Principali novità: il trasporto di passeggeri sui motocicli
Il Senato italiano ha ormai approvato in via definitiva le nuove norme che adeguano la nostra legislazione alle regole europee (in caso contrario, saremmo incappati in un’infrazione). In particolare, ci sono cambiamenti in merito alla circolazione di più persone su ciclomotore di bassa cilindrata: i ragazzi che abbiano compiuto il sedicesimo anno di età e siano in possesso di una patente A, A1 o B1 sono abilitati al trasporto di un passeggero. Da precisare, naturalmente, che il ciclomotore in questione deve essere omologato per due persone (altrimenti il divieto permane, a prescindere dall’età del conducente e dalla patente posseduta nel caso si tratti di un veicolo con cilindrata fino a 50 cc.). Per i ragazzi di quindici e di quattordici anni il divieto resta intatto, così come la soglia di età per l’ottenimento delle patenti destinate ai ciclomotori di piccola cilindrata. Fino a ieri, il divieto riguardava tutti i minorenni, a prescindere dalla tipologia di motorino guidato e dalla sua cilindrata.

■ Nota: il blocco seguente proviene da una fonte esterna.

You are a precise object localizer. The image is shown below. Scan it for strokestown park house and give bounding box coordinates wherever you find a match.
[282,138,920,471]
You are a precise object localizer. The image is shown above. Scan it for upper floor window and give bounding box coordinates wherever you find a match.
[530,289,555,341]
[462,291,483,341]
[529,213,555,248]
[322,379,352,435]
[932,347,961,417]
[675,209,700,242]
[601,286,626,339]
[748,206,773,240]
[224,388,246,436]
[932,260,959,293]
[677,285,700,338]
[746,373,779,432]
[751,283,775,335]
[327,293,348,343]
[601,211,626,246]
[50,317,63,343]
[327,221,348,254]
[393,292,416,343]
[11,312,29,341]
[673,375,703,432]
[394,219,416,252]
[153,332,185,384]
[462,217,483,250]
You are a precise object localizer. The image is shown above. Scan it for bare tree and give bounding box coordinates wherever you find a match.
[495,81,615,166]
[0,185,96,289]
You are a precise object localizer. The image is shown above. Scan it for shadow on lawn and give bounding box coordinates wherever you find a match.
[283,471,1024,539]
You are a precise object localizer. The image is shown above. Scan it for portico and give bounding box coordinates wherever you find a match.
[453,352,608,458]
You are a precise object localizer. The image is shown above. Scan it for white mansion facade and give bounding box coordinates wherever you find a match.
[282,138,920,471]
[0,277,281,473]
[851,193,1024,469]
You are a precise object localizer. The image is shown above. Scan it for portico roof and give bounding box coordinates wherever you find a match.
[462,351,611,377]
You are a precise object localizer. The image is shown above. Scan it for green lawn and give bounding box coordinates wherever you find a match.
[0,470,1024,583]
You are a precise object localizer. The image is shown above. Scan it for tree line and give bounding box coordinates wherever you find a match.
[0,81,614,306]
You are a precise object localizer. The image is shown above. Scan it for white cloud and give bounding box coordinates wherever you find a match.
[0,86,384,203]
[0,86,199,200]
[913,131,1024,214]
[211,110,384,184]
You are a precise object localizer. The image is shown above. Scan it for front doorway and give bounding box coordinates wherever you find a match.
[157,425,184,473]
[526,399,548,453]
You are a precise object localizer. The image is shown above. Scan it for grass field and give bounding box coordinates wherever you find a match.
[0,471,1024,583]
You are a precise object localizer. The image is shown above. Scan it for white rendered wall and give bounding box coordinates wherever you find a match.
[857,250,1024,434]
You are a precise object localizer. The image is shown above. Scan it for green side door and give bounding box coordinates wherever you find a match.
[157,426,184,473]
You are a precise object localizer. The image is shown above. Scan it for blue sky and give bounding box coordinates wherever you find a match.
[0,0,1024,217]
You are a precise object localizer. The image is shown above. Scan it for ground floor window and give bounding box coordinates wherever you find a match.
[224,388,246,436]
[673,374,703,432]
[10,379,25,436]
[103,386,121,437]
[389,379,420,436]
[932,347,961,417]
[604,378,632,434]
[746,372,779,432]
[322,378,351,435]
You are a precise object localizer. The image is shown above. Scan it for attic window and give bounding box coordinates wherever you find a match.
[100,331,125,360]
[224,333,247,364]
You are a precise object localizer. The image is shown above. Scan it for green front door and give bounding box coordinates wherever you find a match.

Altre novità: disabilità e campo visivo
Per le persone diversamente abili è stato abolito il limite di traino di massimo 750 kg, precedentemente imposto ai possessori di una patente speciale. Ciò significa che tutte le persone in possesso di una qualsiasi patente potranno condurre un veicolo con rimorchio, senza limiti di peso dello stesso (chiaramente sempre e comunque rispettando le prescrizioni del codice della strada). Piccole modifiche anche ai requisiti minimi per l’ottenimento delle patenti di guida. L’estensione del campo visivo in altezza passa dai precedenti 25 gradi a 30 gradi. Invariato il campo visivo orizzontale, che deve essere almeno di 160 gradi per l’ottenimento della patente. Abituati ai suoi divieti, cavilli e regolamenti di ogni genere (spesso relativi a questioni irrisorie come gli ortaggi, il latte e prodotti alimentari di ogni tipo), per una volta, possiamo dirlo con sincerità, l’Europa ci stupisce positivamente in quanto a severità.